EL PASO, Texas (Border Report) – U.S. Border Patrol encounters with unauthorized migrants have fallen drastically since June. Still, Texas Gov. Greg Abbott remains concerned about the 58,000 or so that are getting through the Rio Grande or the border wall each month.

“Joe Biden and Kamala Harris have allowed more illegal immigrants to cross our southern border than every before,” Abbott tweeted on Saturday. “Texas is fighting back. We are tripling our razor wire border barriers to deny illegal entry into our state and our country.”


Three days later, Texas Army National Guard troops were laying fencing and additional rows of concertina wire along the Rio Grande in the El Paso area. On Tuesday, a KTSM camera crew witnessed as soldiers laid the razor wire and installed fencing on the riverbank that faces not Mexico, but New Mexico west of El Paso.

Texas Army National Guard troops were laying fencing and additional rows of concertina wire along the Rio Grande in the El Paso-New Mexico area on Sept. 17, 2024. (KTSM)

Texas earlier this year extended its barrier at a spot where the river stops running parallel to Mexico and turns north into New Mexico out of concern the illegal smuggling activity going on in New Mexico would spill into Texas.
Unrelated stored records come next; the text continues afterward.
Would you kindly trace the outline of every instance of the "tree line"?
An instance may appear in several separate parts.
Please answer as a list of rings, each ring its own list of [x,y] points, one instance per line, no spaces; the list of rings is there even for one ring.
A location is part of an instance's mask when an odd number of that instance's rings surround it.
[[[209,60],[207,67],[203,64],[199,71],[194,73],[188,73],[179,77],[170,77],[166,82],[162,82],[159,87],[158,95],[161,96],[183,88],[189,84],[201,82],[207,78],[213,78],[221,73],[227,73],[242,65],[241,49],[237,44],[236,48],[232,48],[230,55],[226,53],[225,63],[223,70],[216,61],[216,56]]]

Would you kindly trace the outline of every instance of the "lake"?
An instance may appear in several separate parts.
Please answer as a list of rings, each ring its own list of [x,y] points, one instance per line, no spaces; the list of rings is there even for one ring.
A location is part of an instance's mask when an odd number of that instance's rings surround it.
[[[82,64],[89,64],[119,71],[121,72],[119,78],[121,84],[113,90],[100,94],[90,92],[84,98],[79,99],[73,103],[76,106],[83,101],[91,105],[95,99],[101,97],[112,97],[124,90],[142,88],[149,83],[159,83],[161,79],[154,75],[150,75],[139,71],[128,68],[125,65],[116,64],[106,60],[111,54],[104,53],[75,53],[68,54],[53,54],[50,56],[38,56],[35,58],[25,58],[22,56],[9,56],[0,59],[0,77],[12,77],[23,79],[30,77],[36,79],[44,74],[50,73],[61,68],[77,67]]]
This summer, several migrants caught by strong river currents were rescued by border agents and first responders from the El Paso and Sunland Park, New Mexico, fire departments.

The Santa Teresa (New Mexico) Station of the Border Patrol remains one of the busiest in the nation in terms of migrant smuggling activity; many of the 171 encounters with deceased migrants this fiscal year have occurred in the desert near Sunland Park.

The New Mexico-facing concertina barrier extends from West Paisano Drive to the Texas side of the Anapra, N.M., bridge between El Paso and Sunland Park.